Chonlathorn Vorathamrong

Personal information
- Full name: Chonlathorn Vorathamrong
- National team: Thailand
- Born: 8 September 1980 (age 45)
- Height: 1.66 m (5 ft 5 in)
- Weight: 50 kg (110 lb)

Sport
- Sport: Swimming
- Strokes: Backstroke

Medal record
Women's swimming
Representing Thailand
Southeast Asian Games
| Gold medal – first place | 2003 Hanoi | 100 m backstroke |
| Gold medal – first place | 2003 Hanoi | 200 m backstroke |
| Silver medal – second place | 2005 Manila | 200 m backstroke |
| Bronze medal – third place | 2005 Manila | 100 m backstroke |

= Chonlathorn Vorathamrong =

Thai swimmer (born 1980)

Chonlathorn Vorathamrong (ชลธร วรธำรง; born September 8, 1980) is a Thai former swimmer, who specialized in backstroke events. She is a two-time Olympian (2000 and 2004) and a six-time medalist at the Southeast Asian Games (2001, 2003, and 2005).

Vorathamrong made her first Thai team at the 2000 Summer Olympics in Sydney.
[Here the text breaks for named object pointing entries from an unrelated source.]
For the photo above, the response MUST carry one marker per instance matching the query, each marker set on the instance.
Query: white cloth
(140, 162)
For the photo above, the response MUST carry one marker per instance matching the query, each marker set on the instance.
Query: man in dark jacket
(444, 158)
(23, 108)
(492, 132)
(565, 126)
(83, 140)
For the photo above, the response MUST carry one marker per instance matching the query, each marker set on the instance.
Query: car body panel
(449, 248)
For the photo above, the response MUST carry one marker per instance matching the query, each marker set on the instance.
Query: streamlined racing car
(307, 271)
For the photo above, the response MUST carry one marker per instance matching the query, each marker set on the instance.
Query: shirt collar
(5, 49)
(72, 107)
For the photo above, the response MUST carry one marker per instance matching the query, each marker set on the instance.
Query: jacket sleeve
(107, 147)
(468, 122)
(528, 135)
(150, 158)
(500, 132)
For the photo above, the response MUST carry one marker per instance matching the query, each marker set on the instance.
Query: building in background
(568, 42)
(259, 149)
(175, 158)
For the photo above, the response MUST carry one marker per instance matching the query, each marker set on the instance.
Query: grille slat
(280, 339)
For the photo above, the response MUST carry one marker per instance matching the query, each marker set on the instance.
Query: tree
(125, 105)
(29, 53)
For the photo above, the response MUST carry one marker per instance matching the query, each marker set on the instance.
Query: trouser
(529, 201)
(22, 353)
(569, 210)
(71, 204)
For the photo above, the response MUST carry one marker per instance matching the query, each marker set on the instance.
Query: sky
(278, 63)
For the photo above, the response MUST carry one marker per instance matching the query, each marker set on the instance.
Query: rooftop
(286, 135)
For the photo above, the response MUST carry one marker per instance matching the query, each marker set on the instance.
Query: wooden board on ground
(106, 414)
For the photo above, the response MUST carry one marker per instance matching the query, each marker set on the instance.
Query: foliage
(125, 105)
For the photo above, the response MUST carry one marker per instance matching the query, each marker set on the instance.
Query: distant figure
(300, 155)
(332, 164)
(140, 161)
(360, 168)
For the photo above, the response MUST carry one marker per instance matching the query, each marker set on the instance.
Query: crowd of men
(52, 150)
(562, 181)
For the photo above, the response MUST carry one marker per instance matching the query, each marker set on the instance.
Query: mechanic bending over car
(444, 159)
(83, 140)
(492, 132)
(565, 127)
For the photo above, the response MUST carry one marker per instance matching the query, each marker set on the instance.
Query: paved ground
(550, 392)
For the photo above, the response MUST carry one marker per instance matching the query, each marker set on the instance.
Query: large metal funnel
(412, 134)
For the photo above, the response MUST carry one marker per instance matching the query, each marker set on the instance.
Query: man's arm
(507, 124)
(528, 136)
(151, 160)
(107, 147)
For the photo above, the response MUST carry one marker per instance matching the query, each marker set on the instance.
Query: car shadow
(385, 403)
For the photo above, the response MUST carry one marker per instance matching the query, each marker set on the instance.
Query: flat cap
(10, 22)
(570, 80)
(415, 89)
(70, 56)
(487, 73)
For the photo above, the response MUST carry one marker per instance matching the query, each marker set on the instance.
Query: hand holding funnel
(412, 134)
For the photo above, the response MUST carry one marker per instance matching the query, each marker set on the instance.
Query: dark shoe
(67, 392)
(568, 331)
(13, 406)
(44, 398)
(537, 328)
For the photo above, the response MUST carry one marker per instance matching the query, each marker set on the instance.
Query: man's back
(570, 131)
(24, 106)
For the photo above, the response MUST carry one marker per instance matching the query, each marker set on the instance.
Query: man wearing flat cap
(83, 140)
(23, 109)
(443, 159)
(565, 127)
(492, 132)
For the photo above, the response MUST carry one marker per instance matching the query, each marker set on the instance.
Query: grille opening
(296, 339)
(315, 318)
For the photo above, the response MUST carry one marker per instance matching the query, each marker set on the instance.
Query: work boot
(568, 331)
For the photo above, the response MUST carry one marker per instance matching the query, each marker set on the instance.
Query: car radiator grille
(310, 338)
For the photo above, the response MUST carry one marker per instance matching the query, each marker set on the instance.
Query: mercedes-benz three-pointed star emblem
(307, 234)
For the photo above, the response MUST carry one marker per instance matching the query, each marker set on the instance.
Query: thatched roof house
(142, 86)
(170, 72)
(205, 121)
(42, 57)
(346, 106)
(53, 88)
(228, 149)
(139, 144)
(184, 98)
There, she failed to reach the semifinals in any of her individual events, finishing thirty-fifth in the 100 m backstroke (1:05.98), and thirty-second in the 200 m backstroke (2:21.59).

At the 2003 Southeast Asian Games in Hanoi, Vietnam, Vorathamrong won a total of two gold medals in the 100 m backstroke (1:05.47), and 200 m backstroke (2:19.11).

At the 2004 Summer Olympics in Athens, Vorathamrong maintained her program, competing again in the 100 and 200 m backstroke. She posted FINA B-standard entry times of 1:05.47 (100 m backstroke) and 2:19.11 (200 m backstroke) from the SEA Games. In the 100 m backstroke, Vorathamrong challenged six other swimmers in heat two, including 14-year-olds Anastassiya Prilepa of Kazakhstan and Olga Gnedovskaya of Uzbekistan. She posted a lifetime best of 1:05.15 to take a second spot and thirty-second overall by 0.23 of a second ahead of Turkey's Derya Erke. In the 200 m backstroke, Vorathamrong placed twenty-ninth overall from the morning's preliminaries. Swimming in the same heat as her first, she raced to seventh place by a 7.04-second margin behind winner Evelyn Verrasztó of Hungary, in a time of 2:21.11.